Second Primary Tumors in Patients with Gastrointestinal Stromal Tumors: A Single-Center Experience

Kocer M., Muallaoglu S., ÇETİN B. , COŞKUN H. Ş. , KARAHAN N. , GÜRDAL O.

MEDICINA-LITHUANIA, vol.57, no.5, 2021 (Journal Indexed in SCI) identifier identifier

  • Publication Type: Article / Article
  • Volume: 57 Issue: 5
  • Publication Date: 2021
  • Doi Number: 10.3390/medicina57050494
  • Title of Journal : MEDICINA-LITHUANIA


Background and Objectives: In this study, we investigated the frequency and type of second primary malignant tumors (SPMTs) accompanying gastrointestinal stromal tumors (GISTs), patient and tumor characteristics, and follow-up and survival data.
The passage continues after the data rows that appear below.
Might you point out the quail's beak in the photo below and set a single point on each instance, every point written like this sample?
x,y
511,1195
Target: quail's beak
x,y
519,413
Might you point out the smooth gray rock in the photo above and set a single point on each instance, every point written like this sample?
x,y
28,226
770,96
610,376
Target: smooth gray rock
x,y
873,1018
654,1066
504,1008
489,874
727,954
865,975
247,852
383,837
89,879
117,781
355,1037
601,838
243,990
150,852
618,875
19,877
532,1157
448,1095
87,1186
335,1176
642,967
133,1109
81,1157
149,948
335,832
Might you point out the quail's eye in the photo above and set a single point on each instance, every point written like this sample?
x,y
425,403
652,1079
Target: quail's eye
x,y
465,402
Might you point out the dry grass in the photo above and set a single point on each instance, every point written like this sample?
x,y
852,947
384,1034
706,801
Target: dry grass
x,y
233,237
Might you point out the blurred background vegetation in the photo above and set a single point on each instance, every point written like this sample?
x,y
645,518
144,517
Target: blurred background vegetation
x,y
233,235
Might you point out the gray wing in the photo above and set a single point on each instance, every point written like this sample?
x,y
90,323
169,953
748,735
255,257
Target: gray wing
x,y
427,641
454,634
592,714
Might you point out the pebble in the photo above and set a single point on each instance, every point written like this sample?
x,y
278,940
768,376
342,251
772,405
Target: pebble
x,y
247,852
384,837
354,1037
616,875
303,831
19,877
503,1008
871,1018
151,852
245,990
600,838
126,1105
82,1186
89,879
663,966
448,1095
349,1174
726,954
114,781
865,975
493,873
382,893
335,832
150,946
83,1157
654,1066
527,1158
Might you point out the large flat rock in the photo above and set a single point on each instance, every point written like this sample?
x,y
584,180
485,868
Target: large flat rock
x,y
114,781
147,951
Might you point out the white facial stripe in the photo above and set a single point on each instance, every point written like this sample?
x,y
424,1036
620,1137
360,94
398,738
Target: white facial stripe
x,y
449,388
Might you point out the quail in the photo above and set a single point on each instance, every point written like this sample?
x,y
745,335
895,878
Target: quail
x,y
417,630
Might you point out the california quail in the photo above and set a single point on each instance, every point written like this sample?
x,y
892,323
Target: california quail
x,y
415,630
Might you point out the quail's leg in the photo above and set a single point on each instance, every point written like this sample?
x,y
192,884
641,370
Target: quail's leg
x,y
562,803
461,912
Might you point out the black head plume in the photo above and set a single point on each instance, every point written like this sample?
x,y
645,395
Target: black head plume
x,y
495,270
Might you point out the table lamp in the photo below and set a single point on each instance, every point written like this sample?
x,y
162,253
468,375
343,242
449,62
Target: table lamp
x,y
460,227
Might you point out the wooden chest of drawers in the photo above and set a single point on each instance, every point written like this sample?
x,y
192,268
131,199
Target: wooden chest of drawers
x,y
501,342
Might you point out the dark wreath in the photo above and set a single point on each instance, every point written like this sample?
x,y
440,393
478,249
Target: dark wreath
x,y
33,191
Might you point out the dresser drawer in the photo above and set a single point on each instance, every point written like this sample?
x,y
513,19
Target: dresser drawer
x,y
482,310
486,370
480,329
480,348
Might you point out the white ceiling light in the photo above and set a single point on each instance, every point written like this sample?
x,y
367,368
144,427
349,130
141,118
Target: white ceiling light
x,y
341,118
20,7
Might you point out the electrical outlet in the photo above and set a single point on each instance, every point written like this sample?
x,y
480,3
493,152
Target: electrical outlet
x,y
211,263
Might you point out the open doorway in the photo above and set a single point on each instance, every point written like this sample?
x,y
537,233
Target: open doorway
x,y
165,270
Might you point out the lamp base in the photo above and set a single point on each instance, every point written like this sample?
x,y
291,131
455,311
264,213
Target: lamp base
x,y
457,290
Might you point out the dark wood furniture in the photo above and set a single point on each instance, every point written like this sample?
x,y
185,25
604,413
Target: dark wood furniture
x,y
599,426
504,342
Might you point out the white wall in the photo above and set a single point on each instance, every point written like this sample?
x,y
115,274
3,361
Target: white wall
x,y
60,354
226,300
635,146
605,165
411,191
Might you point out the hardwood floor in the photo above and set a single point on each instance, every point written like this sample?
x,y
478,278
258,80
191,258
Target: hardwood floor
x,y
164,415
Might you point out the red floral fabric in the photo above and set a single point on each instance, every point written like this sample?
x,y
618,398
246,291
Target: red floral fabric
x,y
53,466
Materials and Methods: We included 20 patients with SPMTs from a total of 103 patients with GISTs in a single center in Turkey. At the time of GIST diagnosis, patient age, sex, presentation symptoms, localization, pathological features of the tumor, stage, recurrence risk scoring for localized disease, treatments received, time of SPMT association, follow-up times, and survival analysis were recorded for each patient. Localization, histopathology, and stage of SPMT accompanying GISTs were also recorded accordingly. Results: SPMT was detected in 19.4% of patients with GISTs. Of the patients, 50% were men and 50% were women. The mean age at the time of diagnosis of GIST was 63.8 +/- 10.81 years (range: 39-77 years). Of the GISTs, 60% were localized in the stomach, 25% in the small intestine, and 70% were at low risk. Of the SPMTs, 60% were in the gastrointestinal system. SPMTs were diagnosed as synchronous with GISTs in 50% of the patients. The mean follow-up period of the patients from the diagnosis of GIST was 45.6 (0.43-129.6) months. When the data were finalized, 5% died due to GIST, 35% died due to SPMT, and 15% died due to non-disease-related causes. Conclusions: SPMT was detected in 19.4% of patients with GISTs. GISTs were frequently located in the stomach, and most of them were at low risk. The most common SPMTs were gastrointestinal system tumors, and their coexistence was found to be synchronous. Most patients died due to SPMT during follow-up.